Your solutions don’t need to be LaTeXed (though it would be better if they were). Your solutions can be submitted at any time before the final exam, uploaded as a PDF via Canvas. Please upload your work throughout the term. (It may be the case that the solution to an exercise is made available on the course website before you attempt the problem. Additionally, the solutions to many of the exercises can be found online. You will benefit far more from attempting to do the problem without consulting the solution.)

Cumulative points as a percentage of total possible points will determine the contribution to the overall grade. If you get at least 50% of the possible points for exercises, it will be treated as 100%, and decrease from there:

Percentage of possible points Score on Exercises portion of overall grade
>= 50 100
45 90
40 80
35 70
30 60
25 50
20 40
15 30
10 20
5 10
< 5 0

Participation

Participation will be assessed through in-class participation, attendance at office hours, and regular submission of learning logs.

Learning logs

Often, we don’t take the time for self-reflection during a course. This amounts to wandering through a forest without keeping track of where you’ve been and where you’re going. (Which can be nice, but can be harmful when trying to learn.) Especially when trying to learn conceptually/technically challenging material, I have found it helpful to step back to assess my understanding (or lack thereof).

To this end, I am experimenting with something new: learning logs. At the end of each week, you will upload to Canvas a plain-text file in which you reflect on your efforts, progress, and challenges over the week. These are a way to keep track of your learning and to keep in touch with me throughout the course. Grading will be binary (0 = no submission; 1 = submission) and count towards the Participation portion of your final grade. Feel free to discuss with classmates in order to get started.

If you’re putting in the work, it will be clear here. If you’re struggling with something, writing that out can help clarify where you’re stuck and what steps you need to take. If you feel like you understand something, trying to distill it into simple prose often reveals a gap in understanding.

Some prompts (these are just to get you thinking; feel free to use your own):

Assignments

There will be four assignments, roughly scheduled as: out on a Monday, due in two weeks. Solutions must be LaTeXed (I will post a template for you to use), submitted as a PDF via Canvas before class on the due date.

These will be challenging, with the objective of building and deepening your understanding/mastery. You will (most likely) learn something new—not covered in lecture—in the course of doing the assignment.

Typically, there will be some required questions, along with a bonus question or two—these are optional, but making a good attempt at the bonus questions will go a long way toward mastery of the concepts and methods.

I encourage you to discuss assignment problems with your classmates.
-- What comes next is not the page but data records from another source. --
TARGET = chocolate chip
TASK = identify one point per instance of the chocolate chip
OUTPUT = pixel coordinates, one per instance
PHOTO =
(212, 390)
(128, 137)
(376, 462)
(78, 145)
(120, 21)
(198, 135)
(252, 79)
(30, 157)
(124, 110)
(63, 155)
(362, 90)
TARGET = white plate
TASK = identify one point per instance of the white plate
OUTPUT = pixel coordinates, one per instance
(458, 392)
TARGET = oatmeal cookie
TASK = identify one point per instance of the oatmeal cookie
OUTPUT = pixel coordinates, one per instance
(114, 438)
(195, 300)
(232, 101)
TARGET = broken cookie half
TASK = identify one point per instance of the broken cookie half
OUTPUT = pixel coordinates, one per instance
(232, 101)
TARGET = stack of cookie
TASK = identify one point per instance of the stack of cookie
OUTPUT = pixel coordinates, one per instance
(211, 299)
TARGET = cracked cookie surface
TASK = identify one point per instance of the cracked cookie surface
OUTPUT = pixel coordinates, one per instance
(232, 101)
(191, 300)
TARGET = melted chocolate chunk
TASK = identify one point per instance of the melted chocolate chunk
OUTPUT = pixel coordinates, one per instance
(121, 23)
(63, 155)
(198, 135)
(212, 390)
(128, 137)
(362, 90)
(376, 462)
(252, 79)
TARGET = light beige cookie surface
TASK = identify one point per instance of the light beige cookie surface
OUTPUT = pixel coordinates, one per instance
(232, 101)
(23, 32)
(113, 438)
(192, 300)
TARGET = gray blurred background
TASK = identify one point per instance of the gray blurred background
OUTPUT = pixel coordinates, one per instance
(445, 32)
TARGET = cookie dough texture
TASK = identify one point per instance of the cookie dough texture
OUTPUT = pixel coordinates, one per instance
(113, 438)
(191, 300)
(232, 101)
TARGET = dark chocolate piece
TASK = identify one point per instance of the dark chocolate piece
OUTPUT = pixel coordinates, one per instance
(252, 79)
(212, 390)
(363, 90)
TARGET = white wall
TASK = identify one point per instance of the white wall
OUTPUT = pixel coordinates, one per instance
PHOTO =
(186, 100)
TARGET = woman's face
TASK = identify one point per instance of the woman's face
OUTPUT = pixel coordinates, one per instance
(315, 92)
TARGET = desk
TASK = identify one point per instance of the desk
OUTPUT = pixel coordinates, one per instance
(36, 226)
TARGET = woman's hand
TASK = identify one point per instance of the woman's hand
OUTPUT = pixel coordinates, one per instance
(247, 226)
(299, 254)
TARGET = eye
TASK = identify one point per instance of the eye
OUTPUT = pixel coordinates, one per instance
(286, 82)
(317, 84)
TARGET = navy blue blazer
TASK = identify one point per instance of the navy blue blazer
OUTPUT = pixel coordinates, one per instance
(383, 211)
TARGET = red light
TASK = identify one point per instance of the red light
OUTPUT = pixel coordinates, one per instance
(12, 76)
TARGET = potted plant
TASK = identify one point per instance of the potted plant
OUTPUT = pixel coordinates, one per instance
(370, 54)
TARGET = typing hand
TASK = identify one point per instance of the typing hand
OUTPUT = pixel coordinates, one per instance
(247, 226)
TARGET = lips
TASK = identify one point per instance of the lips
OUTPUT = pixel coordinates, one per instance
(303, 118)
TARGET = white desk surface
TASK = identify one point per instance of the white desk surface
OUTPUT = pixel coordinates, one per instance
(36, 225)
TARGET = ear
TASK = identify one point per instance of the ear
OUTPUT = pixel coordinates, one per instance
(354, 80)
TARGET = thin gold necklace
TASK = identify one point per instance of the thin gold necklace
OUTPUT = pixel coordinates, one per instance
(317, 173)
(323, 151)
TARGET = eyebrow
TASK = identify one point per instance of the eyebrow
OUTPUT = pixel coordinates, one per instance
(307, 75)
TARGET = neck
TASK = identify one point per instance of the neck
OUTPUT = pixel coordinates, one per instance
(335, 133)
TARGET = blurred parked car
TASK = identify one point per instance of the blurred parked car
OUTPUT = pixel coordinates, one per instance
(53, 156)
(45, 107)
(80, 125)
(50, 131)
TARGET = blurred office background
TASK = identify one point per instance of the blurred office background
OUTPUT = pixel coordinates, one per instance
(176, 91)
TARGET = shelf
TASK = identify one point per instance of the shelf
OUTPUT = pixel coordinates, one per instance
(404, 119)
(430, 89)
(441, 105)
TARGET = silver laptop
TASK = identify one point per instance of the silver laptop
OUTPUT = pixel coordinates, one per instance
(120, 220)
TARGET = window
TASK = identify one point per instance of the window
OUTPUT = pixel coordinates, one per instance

Solutions must be written up independently. Additionally, please state who and/or what materials you consulted while working on the assignment.

Final exam

There will be an in-class written exam: “What I have learned in this course.” (I will provide more details later in the term.) This will count for 10% of your final grade.

The final 30% of your grade will come from a final project. It may include updating a classic paper, writing a technical report on a topic we don’t cover in class, or proposing/starting a research project. We will talk more about this in the coming weeks.